Wednesday, August 3, 2011

Rethinking Jakarta

It is a fairly common occurrence that when people are mapping their exciting campaign through Southeast Asia they’ll run their finger over Laos down to Vietnam, Cambodia, Thailand, Malaysia, then just as they get into Indonesia, skip over Jakarta and dot the ‘i’ in Bali. Where it is true that Jakarta is a sweltering metropolis of government and business that has traditionally scared off tourists, a flourishing of modern amenities, attractions, mixed with inlaid charms make it an interesting destination choice for culture and history enthusiasts.
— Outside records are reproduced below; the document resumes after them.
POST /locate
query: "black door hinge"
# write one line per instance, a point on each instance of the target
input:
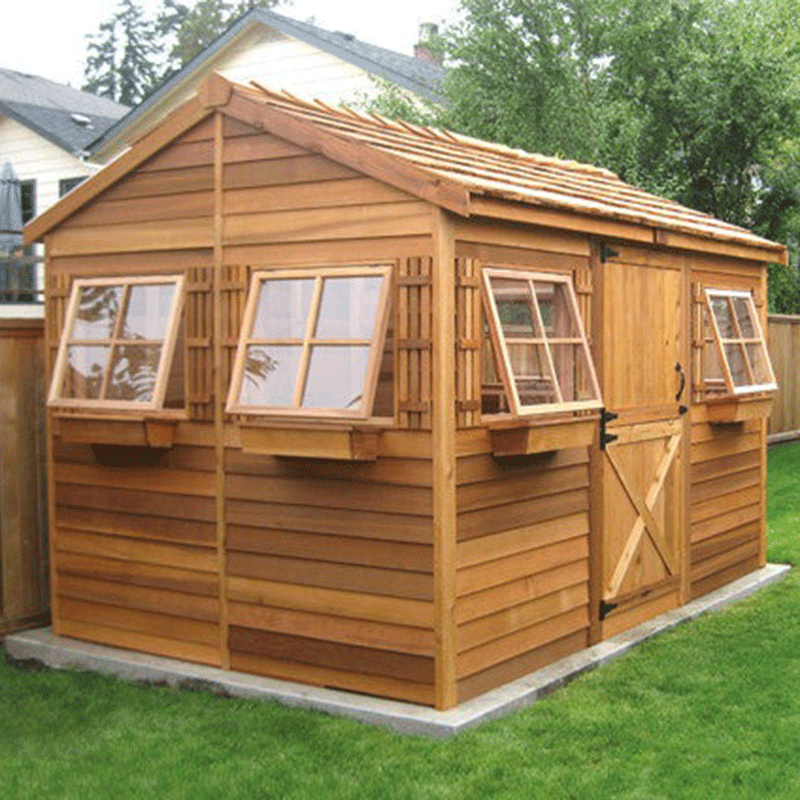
(607, 252)
(605, 418)
(606, 609)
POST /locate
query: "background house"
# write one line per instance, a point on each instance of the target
(45, 128)
(298, 57)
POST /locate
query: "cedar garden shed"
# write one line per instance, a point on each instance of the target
(373, 406)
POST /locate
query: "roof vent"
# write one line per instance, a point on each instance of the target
(82, 120)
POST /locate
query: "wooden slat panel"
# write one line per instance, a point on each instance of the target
(520, 591)
(151, 479)
(173, 555)
(329, 494)
(528, 485)
(359, 632)
(365, 660)
(179, 506)
(158, 576)
(141, 598)
(726, 503)
(358, 191)
(510, 568)
(521, 665)
(134, 640)
(368, 524)
(389, 471)
(712, 582)
(347, 577)
(162, 625)
(344, 549)
(322, 676)
(138, 526)
(478, 468)
(377, 608)
(526, 512)
(725, 522)
(509, 620)
(515, 644)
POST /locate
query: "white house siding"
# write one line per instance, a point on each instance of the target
(276, 61)
(35, 158)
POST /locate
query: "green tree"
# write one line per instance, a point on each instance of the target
(190, 27)
(121, 59)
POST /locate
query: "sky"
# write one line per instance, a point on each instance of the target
(48, 37)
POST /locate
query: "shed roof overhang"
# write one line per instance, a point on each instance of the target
(465, 176)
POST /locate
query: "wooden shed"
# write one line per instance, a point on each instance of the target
(367, 405)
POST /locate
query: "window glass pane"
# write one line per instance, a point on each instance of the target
(283, 307)
(336, 377)
(148, 311)
(758, 363)
(513, 301)
(743, 317)
(572, 369)
(736, 363)
(557, 313)
(98, 307)
(133, 372)
(532, 374)
(83, 378)
(270, 375)
(722, 314)
(348, 307)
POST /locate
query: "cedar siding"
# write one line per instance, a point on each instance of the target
(442, 547)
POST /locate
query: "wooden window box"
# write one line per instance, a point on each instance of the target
(738, 409)
(156, 433)
(515, 439)
(347, 443)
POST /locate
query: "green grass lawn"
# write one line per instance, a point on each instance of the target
(708, 710)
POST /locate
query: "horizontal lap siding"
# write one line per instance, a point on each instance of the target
(330, 572)
(329, 564)
(727, 503)
(728, 466)
(24, 598)
(135, 552)
(522, 565)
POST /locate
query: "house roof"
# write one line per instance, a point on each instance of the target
(46, 107)
(448, 169)
(420, 77)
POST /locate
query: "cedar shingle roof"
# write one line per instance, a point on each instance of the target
(493, 170)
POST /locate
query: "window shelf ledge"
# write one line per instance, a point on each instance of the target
(117, 430)
(341, 442)
(540, 436)
(738, 409)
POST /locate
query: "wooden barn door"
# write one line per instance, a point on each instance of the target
(640, 461)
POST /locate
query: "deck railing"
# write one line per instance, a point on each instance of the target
(21, 278)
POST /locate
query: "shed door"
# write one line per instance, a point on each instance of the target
(641, 468)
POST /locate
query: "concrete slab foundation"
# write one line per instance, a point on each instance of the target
(62, 653)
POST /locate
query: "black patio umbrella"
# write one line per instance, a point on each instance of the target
(15, 277)
(10, 211)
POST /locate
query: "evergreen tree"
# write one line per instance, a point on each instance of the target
(192, 26)
(121, 62)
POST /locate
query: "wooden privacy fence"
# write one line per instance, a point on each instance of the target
(24, 592)
(784, 349)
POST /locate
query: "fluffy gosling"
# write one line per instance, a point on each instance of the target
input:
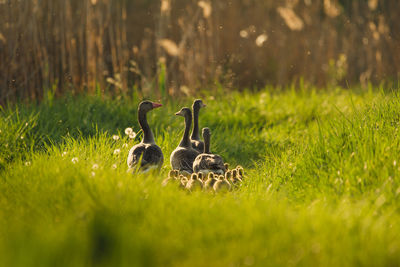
(194, 183)
(222, 185)
(171, 176)
(209, 183)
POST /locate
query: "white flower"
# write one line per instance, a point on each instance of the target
(128, 131)
(261, 39)
(132, 135)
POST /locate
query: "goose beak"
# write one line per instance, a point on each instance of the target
(156, 105)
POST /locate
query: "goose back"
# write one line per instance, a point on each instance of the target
(183, 156)
(145, 155)
(197, 144)
(207, 162)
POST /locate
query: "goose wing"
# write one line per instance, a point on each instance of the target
(209, 162)
(146, 154)
(182, 159)
(198, 145)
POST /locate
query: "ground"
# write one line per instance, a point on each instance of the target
(322, 187)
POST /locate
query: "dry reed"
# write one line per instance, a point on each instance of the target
(57, 46)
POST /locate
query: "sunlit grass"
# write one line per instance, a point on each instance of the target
(322, 184)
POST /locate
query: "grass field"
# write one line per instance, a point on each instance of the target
(322, 187)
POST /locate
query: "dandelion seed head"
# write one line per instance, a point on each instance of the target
(132, 135)
(169, 46)
(293, 21)
(128, 131)
(261, 39)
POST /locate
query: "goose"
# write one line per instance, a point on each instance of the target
(195, 137)
(194, 183)
(146, 153)
(209, 183)
(226, 166)
(234, 178)
(183, 156)
(207, 162)
(240, 171)
(171, 178)
(183, 180)
(222, 185)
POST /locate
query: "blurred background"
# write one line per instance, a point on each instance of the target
(176, 47)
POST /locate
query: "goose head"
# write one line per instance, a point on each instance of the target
(184, 112)
(226, 165)
(228, 175)
(197, 104)
(206, 132)
(240, 170)
(234, 173)
(146, 106)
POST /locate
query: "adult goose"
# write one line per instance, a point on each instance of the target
(207, 162)
(195, 137)
(146, 153)
(183, 156)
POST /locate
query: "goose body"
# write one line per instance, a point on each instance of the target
(194, 183)
(183, 156)
(197, 144)
(146, 153)
(222, 185)
(207, 162)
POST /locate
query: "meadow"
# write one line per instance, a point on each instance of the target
(322, 187)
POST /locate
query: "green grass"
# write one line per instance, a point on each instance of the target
(323, 184)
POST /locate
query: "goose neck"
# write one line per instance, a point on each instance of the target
(147, 133)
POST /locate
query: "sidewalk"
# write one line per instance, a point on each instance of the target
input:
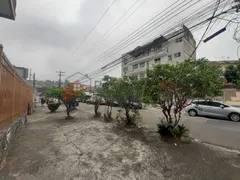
(52, 148)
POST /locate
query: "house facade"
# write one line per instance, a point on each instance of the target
(173, 48)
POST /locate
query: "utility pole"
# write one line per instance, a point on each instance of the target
(30, 75)
(34, 85)
(34, 81)
(60, 74)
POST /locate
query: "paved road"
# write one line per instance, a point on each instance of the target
(214, 131)
(53, 148)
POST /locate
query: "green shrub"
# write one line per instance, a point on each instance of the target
(169, 130)
(132, 120)
(53, 106)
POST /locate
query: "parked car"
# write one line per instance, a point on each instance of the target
(89, 101)
(213, 108)
(136, 105)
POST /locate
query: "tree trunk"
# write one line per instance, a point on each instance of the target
(96, 106)
(68, 107)
(128, 118)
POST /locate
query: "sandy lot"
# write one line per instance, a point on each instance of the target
(52, 148)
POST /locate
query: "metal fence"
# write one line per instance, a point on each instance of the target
(15, 94)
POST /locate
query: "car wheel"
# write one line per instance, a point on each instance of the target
(192, 112)
(234, 117)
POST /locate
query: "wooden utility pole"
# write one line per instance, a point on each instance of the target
(30, 75)
(60, 74)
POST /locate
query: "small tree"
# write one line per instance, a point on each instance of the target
(231, 74)
(54, 92)
(108, 92)
(126, 94)
(171, 85)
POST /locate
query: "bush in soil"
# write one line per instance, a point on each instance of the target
(169, 130)
(108, 117)
(53, 106)
(133, 119)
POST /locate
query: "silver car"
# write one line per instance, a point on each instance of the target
(214, 109)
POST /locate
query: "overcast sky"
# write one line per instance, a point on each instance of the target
(47, 32)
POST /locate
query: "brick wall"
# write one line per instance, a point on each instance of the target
(15, 93)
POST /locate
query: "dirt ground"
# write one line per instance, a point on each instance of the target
(52, 148)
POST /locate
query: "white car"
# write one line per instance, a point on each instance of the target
(213, 108)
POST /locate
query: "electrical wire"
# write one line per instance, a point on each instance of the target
(94, 26)
(130, 43)
(118, 61)
(97, 71)
(140, 28)
(123, 43)
(218, 2)
(194, 27)
(211, 29)
(104, 36)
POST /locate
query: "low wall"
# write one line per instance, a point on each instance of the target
(8, 134)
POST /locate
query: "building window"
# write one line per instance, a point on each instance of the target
(158, 49)
(170, 57)
(177, 55)
(157, 60)
(142, 75)
(179, 40)
(135, 76)
(135, 66)
(142, 65)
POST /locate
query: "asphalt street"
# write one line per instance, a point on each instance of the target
(215, 131)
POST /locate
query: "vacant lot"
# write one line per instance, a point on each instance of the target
(52, 148)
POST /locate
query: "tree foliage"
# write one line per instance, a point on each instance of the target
(126, 94)
(54, 92)
(231, 74)
(171, 85)
(108, 92)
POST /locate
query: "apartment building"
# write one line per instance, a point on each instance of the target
(7, 9)
(175, 47)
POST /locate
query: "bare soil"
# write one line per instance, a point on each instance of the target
(84, 148)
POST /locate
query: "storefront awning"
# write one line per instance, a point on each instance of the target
(7, 9)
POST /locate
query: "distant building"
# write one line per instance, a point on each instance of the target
(175, 47)
(224, 63)
(22, 72)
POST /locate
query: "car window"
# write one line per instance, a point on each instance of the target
(214, 104)
(200, 102)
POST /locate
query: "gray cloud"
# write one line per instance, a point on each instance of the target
(45, 34)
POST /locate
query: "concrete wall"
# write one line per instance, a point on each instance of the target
(232, 96)
(8, 134)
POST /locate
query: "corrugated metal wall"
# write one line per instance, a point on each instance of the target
(15, 93)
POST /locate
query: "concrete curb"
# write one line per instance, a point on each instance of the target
(216, 146)
(8, 134)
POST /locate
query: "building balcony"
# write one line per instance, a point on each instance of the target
(7, 9)
(147, 56)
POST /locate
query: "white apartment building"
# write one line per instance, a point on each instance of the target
(175, 47)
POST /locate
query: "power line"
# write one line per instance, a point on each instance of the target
(118, 61)
(217, 5)
(124, 45)
(95, 26)
(210, 32)
(101, 39)
(164, 16)
(60, 74)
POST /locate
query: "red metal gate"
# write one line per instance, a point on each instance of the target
(15, 93)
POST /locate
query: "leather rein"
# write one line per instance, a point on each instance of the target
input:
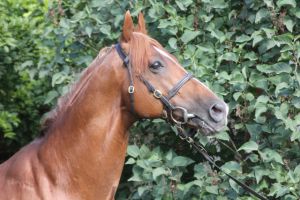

Nighttime Skyline in Jakarta
Old Batavia
Straight to the action then—Old Batavia is the tourist epicenter of Jakarta. Considered Asia’s answer to Holland, the streets and architecture of this small .50 square mile (1.3 square km) town is known as the historical and cultural hub of the city. Though in rough shape these days, the town is still in its own rite a fascinating landmark of Dutch colonialism, such as the cobblestone lain Taman Fatahillah (town square), complete with remnants of the original 17th century town, including Museum Sejarah Jakarta (Museum of Jakarta History), and to the east the famous art museum, Balai Seni Rupa.
The fabric of Jakarta
Though it may not seem so from its name, the Textile Museum, founded in the 19th-century, provides an interesting tidbit of insight and history on one of Indonesia’s most well-known and proficient trades. The museum provides collections of traditional clothes and patterns from all over Indonesia. You can also get a close look at the native tools and process of cloth-making. For the full experience, you can get hands-on by participating in actual batik weaving instruction. Here, you can learn how to use natural color to create a piece to bring home.
Sunset in Jakarta
Picturesque sunset in Jakarta
Jalan Surabaya
Speaking of bringing home souvenirs, if you have any interest in exploring antiques, consider this Mecca. The Jalan Surabaya or Surabaya Street Market, is known for years as a place where you will discover the one exotic treasure you never imagined yourself purchasing. With more than 500 meters of shopping room, the market is a living curiosity, full of interesting nuggets of history. From cultural masks, to statues, to imported porcelain, to carvings, paintings, and even unexpected memorabilia, you probably won’t be walking out of this marketplace empty handed. The added value of its location in a shady part of town makes the browsing experience all the better you are not sweltering in the heat. A word to the wise, like many market places in developing countries, prices are entirely negotiable, and require some amount of bargaining if you don’t want to see the bottom of your wallet.
Pulau Seribu National Park
With the closest islands just a few mere miles from the Jakarta mainland, the Thousand Islands (actually only around 300 or so), are the perfect way to let your hair down, and remind yourself you’re in Southeast Asia. Hop on a boat from Marina Ancol, in north-most Jakarta and go island hopping. There are a plethora of scuba sites around Tidung Island and Pulau Kelapa, golfing on Bira, as well as island resorts and specialty restaurants serving up some of the tastiest sea-fare around.
Sepa Island
Explore the beautiful beaches near Jakarta
Pramuka Bird Market
Wildlife conservationists may not like to hear it (and I personally don’t condone some aspects of it), but one of the more interesting trades in Indonesia is indeed, of its avian inhabitants. This particular market, located in central Jakarta, can sometimes have up to 300 different tropical species and time-to-time features rare and exotic birds, such as the sought after Bali Starling, or White Peacock. The Indonesian Forestry Ministry has cracked down on the trade of illegal wildlife, over the years, and much of the capture methods are legal, though don’t be surprised if you come across more unconventional fare. None-the-less, from a spectator’s point of view, the Pramuka bird market is an intriguing part of Indonesian culture that cannot be ignored.